6.) From ongoing support to defined life cycles – Virtually every piece of music has a beginning, middle, and end. Books and television scripts are also written with a discernable beginning, middle, and end. The best cause architects will be the ones who continually work themselves out of a job. Their role will be to construct a realistic action plan, execute, and complete the process of solving some major social problems along the way. People in this field will come armed with tools unimaginable by today’s standards, as well as tools they invent along the way.
7.) From “push” to “pull” – Traditional philanthropy has been formed around “pushing” a cause forward – spending money until a solution is discovered. The power tool of the coming decades will be prize competitions where people are incentivized to accomplish a specific objective. Rather than using money to “push” a project forward, the incentives used in prize competitions have a way of “pulling” people towards the finish line. In general, people are very good at competing. But in most fields, we have been running a race without a finish line. Funding a well-conceived prize competition can have far-reaching implications, and may provide a variety of opportunities for people to leave a legacy with such things as naming rights for both the competition, the prize, and the given accomplishment.

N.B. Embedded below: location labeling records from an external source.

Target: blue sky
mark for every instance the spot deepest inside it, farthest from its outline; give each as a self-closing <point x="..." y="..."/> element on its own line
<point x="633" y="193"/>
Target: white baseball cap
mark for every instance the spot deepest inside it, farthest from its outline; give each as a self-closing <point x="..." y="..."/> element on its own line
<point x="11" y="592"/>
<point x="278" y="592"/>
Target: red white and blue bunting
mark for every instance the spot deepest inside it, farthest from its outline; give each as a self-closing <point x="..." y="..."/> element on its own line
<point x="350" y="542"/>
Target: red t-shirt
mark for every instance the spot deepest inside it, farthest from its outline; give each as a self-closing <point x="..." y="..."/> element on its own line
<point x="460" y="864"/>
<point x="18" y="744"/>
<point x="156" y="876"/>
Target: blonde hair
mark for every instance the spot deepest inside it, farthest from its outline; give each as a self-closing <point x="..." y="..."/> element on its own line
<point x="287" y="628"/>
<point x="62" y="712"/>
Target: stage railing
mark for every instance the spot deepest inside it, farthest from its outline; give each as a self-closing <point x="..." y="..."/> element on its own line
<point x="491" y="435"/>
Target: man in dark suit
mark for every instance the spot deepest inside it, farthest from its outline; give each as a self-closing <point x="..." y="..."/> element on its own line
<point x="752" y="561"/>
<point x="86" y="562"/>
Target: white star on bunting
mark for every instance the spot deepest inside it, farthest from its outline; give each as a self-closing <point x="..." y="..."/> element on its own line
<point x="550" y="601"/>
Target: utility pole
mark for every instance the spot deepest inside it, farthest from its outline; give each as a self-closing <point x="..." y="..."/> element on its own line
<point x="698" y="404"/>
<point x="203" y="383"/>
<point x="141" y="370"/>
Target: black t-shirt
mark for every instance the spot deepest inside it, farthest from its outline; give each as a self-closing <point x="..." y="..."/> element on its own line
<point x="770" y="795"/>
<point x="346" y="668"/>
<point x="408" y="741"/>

8.) From leaving a legacy to living a life of meaning – Wealthy people love to leave a legacy and typically need a significant amount of hand-holding along the way. However, young people today are far more interested in living a life of meaning, and more likely to give small donations throughout their life as opposed to one large grant sometime after they retire.
Philanthropy and the power to transform itself
Funding a cause brings with it unusual new ways to think about opportunities, including the opportunity to for philanthropy to change itself. The cause being funded may be a payment system used to facilitate the flow of money. It may involve the reworking of tax laws to inspire a whole new breed of philanthropists. Or it may be used to reinvent the organizational structure of foundations or corporate giving.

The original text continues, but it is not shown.